Bundesfinanzhof erweitert den Anwendungsbereich der grunderwerbsteuerlichen Konzernklausel

Hintergrund

Die in § 6a GrEStG verankerte grunderwerbsteuerliche Konzernklausel sieht in Umwandlungsfällen eine Befreiung von der Grunderwerbsteuer vor, sofern ausschließlich ein herrschendes Unternehmen und abhängige Gesellschaften betroffen sind. Seit Jahren führte die Vorschrift in der Beratungspraxis jedoch ein Schattendasein. Hintergrund waren zunächst beihilferechtliche Bedenken, die der Europäische Gerichtshof im Dezember 2018 beseitigte.
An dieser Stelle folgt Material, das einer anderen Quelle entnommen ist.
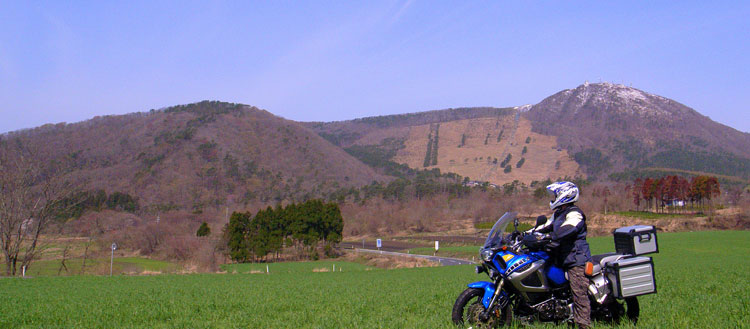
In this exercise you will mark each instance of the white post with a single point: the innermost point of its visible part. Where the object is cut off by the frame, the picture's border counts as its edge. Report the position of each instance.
(112, 258)
(111, 261)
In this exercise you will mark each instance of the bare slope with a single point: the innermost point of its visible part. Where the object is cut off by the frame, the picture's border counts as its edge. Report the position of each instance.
(198, 155)
(471, 142)
(609, 127)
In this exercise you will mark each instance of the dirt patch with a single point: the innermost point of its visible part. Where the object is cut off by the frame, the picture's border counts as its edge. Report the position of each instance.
(388, 262)
(601, 225)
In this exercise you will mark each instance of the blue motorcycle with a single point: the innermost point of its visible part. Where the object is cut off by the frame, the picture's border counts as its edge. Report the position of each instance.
(527, 287)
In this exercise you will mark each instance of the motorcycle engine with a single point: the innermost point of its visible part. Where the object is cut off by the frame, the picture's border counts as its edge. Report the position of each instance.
(554, 310)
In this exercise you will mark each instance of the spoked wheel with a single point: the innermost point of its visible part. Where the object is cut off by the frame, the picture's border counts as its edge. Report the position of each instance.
(632, 310)
(468, 307)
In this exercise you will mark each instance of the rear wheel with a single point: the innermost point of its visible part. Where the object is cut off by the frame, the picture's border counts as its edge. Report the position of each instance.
(633, 309)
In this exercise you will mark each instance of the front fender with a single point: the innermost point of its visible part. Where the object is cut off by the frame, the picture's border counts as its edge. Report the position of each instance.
(489, 291)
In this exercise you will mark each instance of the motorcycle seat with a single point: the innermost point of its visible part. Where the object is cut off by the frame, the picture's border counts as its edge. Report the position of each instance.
(601, 260)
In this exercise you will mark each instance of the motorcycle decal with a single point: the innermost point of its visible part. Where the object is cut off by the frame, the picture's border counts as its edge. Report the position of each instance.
(489, 291)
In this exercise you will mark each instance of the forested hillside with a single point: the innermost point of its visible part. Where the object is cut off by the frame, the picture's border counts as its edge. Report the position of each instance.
(199, 155)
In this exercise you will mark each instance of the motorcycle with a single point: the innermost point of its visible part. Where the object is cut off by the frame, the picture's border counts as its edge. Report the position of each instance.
(527, 287)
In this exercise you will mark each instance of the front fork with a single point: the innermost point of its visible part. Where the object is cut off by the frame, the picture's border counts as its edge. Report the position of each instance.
(485, 315)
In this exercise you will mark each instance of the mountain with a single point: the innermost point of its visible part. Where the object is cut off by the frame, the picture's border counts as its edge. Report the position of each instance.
(594, 130)
(211, 154)
(495, 145)
(199, 155)
(610, 128)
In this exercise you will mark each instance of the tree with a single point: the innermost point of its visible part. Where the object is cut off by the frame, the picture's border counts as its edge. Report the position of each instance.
(31, 196)
(637, 188)
(203, 230)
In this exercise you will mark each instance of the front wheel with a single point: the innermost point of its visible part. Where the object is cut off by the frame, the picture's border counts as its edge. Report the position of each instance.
(469, 306)
(633, 309)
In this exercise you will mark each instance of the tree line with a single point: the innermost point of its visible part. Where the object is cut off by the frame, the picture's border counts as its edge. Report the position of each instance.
(302, 227)
(659, 193)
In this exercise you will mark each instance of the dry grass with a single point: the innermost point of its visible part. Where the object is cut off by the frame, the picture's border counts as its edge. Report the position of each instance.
(475, 159)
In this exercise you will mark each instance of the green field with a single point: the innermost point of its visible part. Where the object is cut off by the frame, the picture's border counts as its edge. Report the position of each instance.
(702, 280)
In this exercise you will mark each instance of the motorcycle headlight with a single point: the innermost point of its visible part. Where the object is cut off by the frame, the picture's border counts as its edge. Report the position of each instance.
(486, 254)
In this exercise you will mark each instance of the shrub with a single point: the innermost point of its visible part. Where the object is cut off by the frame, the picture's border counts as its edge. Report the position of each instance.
(204, 230)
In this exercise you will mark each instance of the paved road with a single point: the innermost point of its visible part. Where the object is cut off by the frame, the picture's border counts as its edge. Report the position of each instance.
(445, 261)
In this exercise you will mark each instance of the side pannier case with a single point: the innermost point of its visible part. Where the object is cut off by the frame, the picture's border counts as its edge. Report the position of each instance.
(631, 277)
(636, 240)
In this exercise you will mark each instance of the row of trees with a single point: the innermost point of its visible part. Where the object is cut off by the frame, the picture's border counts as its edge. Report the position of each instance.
(667, 191)
(302, 227)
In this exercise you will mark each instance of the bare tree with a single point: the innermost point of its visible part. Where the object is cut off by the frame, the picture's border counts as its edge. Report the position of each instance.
(31, 195)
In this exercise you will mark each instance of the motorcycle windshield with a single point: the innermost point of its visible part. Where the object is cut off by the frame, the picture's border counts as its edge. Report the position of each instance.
(495, 238)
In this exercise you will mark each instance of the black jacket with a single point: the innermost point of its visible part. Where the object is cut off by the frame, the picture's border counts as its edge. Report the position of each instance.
(568, 232)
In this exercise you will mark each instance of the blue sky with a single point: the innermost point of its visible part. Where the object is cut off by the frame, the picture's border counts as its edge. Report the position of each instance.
(67, 61)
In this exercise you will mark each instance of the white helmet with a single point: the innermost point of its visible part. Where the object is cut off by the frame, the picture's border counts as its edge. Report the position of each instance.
(564, 193)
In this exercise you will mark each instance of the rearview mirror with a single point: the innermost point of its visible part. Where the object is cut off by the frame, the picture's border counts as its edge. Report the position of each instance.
(540, 220)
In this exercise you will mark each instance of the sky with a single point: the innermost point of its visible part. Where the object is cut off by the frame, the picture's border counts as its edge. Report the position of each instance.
(68, 61)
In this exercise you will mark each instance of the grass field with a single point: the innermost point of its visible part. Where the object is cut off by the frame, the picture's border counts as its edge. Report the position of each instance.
(702, 280)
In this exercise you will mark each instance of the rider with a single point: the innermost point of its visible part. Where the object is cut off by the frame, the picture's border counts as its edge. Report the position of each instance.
(567, 230)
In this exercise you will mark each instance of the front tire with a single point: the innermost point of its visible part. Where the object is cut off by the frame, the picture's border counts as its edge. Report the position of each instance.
(468, 306)
(633, 310)
(468, 297)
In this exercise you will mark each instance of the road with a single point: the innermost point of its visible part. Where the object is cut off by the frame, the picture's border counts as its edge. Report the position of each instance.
(445, 261)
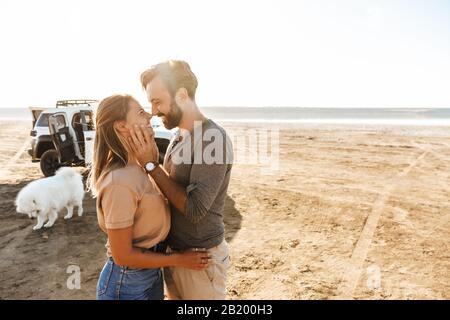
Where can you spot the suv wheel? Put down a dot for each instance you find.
(50, 162)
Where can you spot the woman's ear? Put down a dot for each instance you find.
(121, 127)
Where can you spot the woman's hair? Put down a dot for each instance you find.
(110, 151)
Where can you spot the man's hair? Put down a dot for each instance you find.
(175, 74)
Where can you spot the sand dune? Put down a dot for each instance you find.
(352, 212)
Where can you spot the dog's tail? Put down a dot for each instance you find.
(67, 172)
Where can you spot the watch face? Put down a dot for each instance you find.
(149, 166)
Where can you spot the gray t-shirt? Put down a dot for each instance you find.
(201, 162)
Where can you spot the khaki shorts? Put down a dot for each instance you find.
(208, 284)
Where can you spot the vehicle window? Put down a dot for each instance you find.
(60, 121)
(89, 120)
(43, 120)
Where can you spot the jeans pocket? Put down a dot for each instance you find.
(104, 279)
(142, 284)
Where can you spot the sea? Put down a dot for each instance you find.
(388, 116)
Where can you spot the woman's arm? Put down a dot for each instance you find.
(124, 254)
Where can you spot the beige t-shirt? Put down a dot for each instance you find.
(129, 197)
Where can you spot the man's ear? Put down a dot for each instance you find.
(181, 96)
(121, 127)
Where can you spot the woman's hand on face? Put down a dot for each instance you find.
(143, 145)
(195, 260)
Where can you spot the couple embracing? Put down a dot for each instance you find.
(164, 223)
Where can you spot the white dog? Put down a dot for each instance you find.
(44, 198)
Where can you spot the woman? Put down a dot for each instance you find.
(130, 209)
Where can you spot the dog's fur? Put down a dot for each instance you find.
(44, 198)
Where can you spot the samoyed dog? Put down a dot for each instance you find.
(44, 198)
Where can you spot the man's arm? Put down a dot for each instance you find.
(173, 191)
(196, 199)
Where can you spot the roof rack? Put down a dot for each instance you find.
(66, 103)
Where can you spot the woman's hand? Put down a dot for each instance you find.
(195, 260)
(143, 144)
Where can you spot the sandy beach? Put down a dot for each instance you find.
(354, 212)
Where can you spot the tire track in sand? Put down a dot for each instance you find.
(351, 277)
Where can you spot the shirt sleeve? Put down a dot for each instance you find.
(205, 183)
(119, 205)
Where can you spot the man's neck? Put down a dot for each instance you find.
(190, 117)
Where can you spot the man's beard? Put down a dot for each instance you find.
(173, 118)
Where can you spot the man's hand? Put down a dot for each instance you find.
(143, 144)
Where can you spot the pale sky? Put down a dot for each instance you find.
(244, 53)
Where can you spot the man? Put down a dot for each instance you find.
(194, 179)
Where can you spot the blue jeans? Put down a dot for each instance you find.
(123, 283)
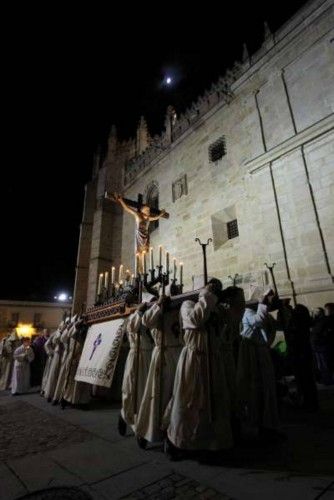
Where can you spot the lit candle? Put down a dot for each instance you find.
(167, 262)
(99, 288)
(144, 261)
(120, 275)
(106, 279)
(137, 264)
(151, 256)
(174, 268)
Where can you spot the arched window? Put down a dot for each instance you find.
(152, 199)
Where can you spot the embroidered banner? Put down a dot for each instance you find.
(100, 353)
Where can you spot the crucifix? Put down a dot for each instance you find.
(271, 270)
(96, 343)
(204, 245)
(234, 278)
(143, 214)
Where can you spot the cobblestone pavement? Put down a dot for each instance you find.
(176, 486)
(61, 493)
(25, 429)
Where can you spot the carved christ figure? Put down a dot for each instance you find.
(143, 218)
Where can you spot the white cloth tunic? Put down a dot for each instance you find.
(49, 348)
(7, 348)
(23, 356)
(256, 386)
(76, 392)
(55, 366)
(64, 342)
(160, 379)
(192, 425)
(129, 385)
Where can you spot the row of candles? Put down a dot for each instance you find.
(140, 259)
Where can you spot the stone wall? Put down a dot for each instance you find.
(275, 114)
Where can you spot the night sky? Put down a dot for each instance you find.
(67, 76)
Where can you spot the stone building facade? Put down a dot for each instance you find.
(250, 165)
(36, 314)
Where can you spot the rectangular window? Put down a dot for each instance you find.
(217, 149)
(232, 229)
(15, 318)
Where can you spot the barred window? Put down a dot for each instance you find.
(15, 318)
(152, 200)
(217, 149)
(232, 229)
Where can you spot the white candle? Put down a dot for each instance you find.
(106, 279)
(167, 262)
(181, 273)
(120, 275)
(174, 268)
(151, 256)
(144, 261)
(99, 288)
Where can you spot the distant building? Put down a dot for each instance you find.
(250, 164)
(37, 314)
Auch im Anschluss an das Urteil des Europäischen Gerichtshofs stellte sich jedoch eine Vielzahl an Auslegungsfragen, die in der Beratungspraxis zu nicht unerheblichen Rechtsunsicherheiten führten. Beim Bundesfinanzhof war diesbezüglich eine Reihe von Verfahren anhängig. Jüngst erfolgte nun die Veröffentlichung der Urteile des Bundesfinanzhofs, in denen dieser zu den anhängigen Rechtsfragen Stellung bezieht. Konkret geht es zum einen um die Auslegung des Begriffs des herrschenden Unternehmens. Strittig war darüber hinaus die Auslegung der Vor- und Nachbehaltensfristen des § 6a GrEStG in Fällen, in denen diese aufgrund der Natur der Umwandlung nicht eingehalten werden können.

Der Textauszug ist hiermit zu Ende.